Often when I discuss my investing strategies with male friends (yes, guys, women can have strictly platonic male friends), the most debated topic is the use of investment advisors. Namely I use them and my male buddies often don’t. I always thought I was the odd gal out in the high net worth club until I read Millionaire Women Next Door.
Here’s what Thomas J. Stanley says about the differences between female millionaires and male millionaires… (the we, he mentions, being female millionaires)
“We are significantly more likely than our male counterparts to: develop a detailed accounting system for tracking all household expenditures; research more thoroughly the stocks we are considering as additions to our portfolios; hold stocks longer; use the services of investment counselors, especially those affiliated with trust or commercial investment companies and fee-based financial planners; have a well-defined set of both short- and long-term investment-return goals.”
So there you have it.
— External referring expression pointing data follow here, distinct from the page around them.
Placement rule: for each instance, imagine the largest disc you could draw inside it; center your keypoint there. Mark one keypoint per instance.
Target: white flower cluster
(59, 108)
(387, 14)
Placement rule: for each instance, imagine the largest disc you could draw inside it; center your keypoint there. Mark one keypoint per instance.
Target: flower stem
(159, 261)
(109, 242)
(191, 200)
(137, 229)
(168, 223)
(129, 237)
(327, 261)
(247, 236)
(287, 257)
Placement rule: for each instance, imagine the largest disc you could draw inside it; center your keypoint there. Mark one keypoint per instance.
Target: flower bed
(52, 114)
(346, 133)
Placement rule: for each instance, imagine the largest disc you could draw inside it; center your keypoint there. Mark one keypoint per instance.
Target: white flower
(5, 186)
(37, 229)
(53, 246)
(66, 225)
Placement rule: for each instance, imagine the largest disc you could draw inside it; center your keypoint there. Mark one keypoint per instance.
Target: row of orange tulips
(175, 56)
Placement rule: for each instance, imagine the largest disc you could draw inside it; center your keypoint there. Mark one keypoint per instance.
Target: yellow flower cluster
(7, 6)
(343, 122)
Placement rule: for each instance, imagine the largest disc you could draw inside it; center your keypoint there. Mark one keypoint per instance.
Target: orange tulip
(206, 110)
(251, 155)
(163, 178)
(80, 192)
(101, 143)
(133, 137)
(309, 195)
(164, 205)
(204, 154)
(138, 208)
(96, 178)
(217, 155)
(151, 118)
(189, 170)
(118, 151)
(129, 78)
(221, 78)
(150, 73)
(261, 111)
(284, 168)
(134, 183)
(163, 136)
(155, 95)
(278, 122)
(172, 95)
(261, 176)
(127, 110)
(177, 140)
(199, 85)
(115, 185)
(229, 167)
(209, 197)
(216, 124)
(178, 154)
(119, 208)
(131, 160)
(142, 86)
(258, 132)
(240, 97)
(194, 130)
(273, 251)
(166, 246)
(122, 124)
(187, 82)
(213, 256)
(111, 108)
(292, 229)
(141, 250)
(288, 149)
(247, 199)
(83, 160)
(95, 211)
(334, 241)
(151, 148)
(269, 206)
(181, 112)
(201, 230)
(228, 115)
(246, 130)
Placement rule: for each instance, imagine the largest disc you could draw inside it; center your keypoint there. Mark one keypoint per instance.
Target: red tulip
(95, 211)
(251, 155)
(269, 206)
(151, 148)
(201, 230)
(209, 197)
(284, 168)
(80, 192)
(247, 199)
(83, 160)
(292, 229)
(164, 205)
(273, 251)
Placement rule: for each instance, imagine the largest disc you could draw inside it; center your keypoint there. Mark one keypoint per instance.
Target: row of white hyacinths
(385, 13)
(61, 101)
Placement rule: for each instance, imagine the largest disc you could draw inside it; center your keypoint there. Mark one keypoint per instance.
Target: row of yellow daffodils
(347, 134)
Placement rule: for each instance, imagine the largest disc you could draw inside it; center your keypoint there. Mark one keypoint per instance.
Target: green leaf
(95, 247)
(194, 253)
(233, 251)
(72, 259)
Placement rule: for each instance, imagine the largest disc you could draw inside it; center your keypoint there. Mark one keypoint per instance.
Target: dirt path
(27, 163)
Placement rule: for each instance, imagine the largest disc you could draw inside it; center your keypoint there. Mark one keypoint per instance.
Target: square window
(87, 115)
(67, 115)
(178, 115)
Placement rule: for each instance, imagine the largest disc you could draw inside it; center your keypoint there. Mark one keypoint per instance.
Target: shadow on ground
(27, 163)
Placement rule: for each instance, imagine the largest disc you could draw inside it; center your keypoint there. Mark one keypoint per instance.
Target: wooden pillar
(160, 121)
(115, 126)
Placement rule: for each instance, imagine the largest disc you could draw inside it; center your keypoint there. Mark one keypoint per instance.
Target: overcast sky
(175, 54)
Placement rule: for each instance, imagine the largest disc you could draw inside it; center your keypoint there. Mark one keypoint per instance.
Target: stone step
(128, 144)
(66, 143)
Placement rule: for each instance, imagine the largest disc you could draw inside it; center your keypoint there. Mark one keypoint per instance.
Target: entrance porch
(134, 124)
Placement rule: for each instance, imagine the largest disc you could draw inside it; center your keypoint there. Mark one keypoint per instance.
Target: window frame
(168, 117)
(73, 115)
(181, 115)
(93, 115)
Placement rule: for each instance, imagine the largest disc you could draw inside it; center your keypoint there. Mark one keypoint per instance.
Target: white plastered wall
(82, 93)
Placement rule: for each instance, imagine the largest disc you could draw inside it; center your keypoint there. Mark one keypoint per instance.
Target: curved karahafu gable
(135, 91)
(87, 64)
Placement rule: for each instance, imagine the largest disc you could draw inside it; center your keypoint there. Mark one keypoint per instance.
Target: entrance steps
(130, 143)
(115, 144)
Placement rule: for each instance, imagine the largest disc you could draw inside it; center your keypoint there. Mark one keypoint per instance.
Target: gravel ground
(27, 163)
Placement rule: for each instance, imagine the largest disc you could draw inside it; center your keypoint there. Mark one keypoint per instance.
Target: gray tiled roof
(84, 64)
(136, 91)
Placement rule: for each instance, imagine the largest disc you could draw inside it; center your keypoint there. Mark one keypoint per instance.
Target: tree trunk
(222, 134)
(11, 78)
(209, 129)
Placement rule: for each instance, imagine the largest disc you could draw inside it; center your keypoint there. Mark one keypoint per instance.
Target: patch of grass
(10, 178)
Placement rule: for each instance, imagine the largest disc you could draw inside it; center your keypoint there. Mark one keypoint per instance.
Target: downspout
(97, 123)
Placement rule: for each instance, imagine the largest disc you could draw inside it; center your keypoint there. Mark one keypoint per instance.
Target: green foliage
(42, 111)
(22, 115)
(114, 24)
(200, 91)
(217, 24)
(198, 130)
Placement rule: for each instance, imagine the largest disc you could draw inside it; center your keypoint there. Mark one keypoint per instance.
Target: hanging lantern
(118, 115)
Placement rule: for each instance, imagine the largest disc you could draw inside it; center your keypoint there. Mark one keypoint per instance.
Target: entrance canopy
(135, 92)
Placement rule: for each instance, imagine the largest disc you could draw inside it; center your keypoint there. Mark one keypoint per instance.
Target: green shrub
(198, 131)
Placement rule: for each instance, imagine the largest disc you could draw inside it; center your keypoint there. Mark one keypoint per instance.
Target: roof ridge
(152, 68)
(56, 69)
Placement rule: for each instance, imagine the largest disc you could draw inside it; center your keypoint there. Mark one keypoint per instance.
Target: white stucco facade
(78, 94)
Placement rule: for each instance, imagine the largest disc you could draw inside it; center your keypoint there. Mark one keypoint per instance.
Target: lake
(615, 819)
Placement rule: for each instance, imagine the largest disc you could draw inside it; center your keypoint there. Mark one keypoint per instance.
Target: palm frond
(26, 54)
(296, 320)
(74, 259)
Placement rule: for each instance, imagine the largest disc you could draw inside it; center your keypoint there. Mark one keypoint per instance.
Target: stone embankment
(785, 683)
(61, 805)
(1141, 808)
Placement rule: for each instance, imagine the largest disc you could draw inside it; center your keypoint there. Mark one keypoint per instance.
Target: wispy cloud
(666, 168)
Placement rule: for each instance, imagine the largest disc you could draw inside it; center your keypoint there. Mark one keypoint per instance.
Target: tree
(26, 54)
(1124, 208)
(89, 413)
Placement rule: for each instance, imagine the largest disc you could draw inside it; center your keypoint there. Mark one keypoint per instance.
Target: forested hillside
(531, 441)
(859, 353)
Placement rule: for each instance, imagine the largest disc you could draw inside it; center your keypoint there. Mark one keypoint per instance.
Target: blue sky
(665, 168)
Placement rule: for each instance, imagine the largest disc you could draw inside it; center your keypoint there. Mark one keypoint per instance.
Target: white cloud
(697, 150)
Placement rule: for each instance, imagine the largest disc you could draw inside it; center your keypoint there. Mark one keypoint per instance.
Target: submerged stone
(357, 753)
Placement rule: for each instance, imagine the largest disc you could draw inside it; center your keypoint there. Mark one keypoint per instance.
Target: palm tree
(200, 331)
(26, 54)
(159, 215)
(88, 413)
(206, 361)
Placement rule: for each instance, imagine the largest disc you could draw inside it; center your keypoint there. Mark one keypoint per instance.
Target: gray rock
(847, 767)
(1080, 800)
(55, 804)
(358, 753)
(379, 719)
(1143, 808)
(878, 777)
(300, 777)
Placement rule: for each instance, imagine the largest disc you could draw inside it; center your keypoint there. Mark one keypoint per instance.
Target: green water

We, women, like to use advisors (maybe because we play nicer with others?). We also are slow to buy and slow to sell (could have to do with having set goals).
We are different investors. That doesn’t mean our returns are better or worse. They might be exactly the same but how we get there is different. That’s why E and I started this blog. There are many great male financial bloggers out there, talking about their own investment strategies. But there aren’t as many personal finance blogger sisters and we DO invest differently. We think about money differently.